Die Technologiestiftung Berlin hat die Entwicklung eines digitalen Tools koordiniert, das Schulbehörden dabei helfen kann, Einschulungsbereiche zuzuschneiden. Das Bezirksamt Tempelhof-Schöneberg war Projektpartner und setzt das Tool bereits ein. Ein Interview mit Bezirksstadtrat Oliver Schworck über die Bedeutung der Digitalisierung für die Verwaltung von morgen.

Frage: Bei der Präsentation des Tools haben Sie von Geschäftsprozessen im Bezirksamt gesprochen. Was verstehen Sie unter behördlichen Geschäftsprozessen?

Oliver Schworck: Ich glaube, dass die Verwaltung der Zukunft ihre Arbeit stärker in Prozessen denken muss. Das verändert den Blick auf die Arbeit. Wer einen Geschäftsprozess definiert, beschreibt ein Ziel - zum Beispiel transparent eine Dienstleistung zu erbringen - und überlegt, wie dies möglichst effizient und in einem definierten Zeitrahmen geschehen kann. Dabei kann die Digitalisierung  der Berliner Verwaltung helfen, an diesem Punkten besser zu werden.
Definierte Geschäftsprozesse können viel stärker, als sich die meisten Behörden dies vorstellen können, digitalisiert werden.
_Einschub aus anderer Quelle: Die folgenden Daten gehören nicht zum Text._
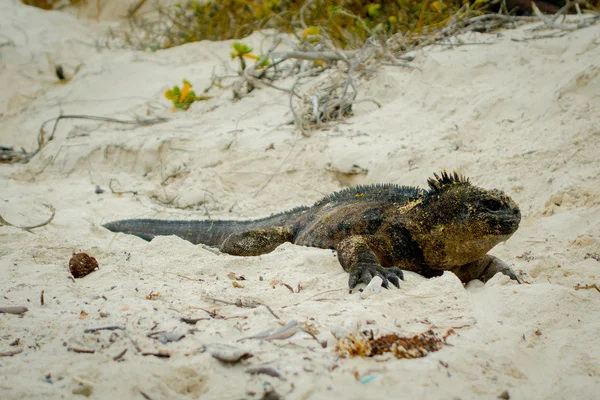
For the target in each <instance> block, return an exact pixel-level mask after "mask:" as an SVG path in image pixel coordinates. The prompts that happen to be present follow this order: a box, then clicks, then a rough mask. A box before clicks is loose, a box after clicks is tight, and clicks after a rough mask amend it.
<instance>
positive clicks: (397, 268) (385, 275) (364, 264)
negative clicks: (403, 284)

Das hilft, Dienstleistung in der wachsenden Stadt schneller zu erbringen und dabei so transparent zu werden, dass die Bürgerinnen und Bürger verstehen, wie die Behörden zu ihren Entscheidungen kommen. Das digitale Tool, das wir für den Zuschnitt der Einschulungsbereiche entwickelt haben, war ein Gemeinschaftsprojekt von Partnerinnen und Partnern aus sehr unterschiedlichen Bereichen. Ich finde, es ist ein überzeugendes Beispiel dafür, was eine Berliner Behörde von der erfolgreichen Startup-Szene in der Stadt lernen kann. Dabei war es spannend zu sehen, wie ein junges Startup auf die Arbeit einer Behörde sieht, Fragen stellt, mit denen man nicht rechnet, und Lösungen findet, auf die man im Amt vielleicht nicht gekommen wäre.

Frage: Normalerweise hätte man eine solche Leistung wie die Entwicklung eines digitalen Tools ausgeschrieben. In diesem Fall lief es anders und das Produkt wurde gemeinsam entwickelt. Wie ist ihr Fazit: Ausschreibung oder Labor?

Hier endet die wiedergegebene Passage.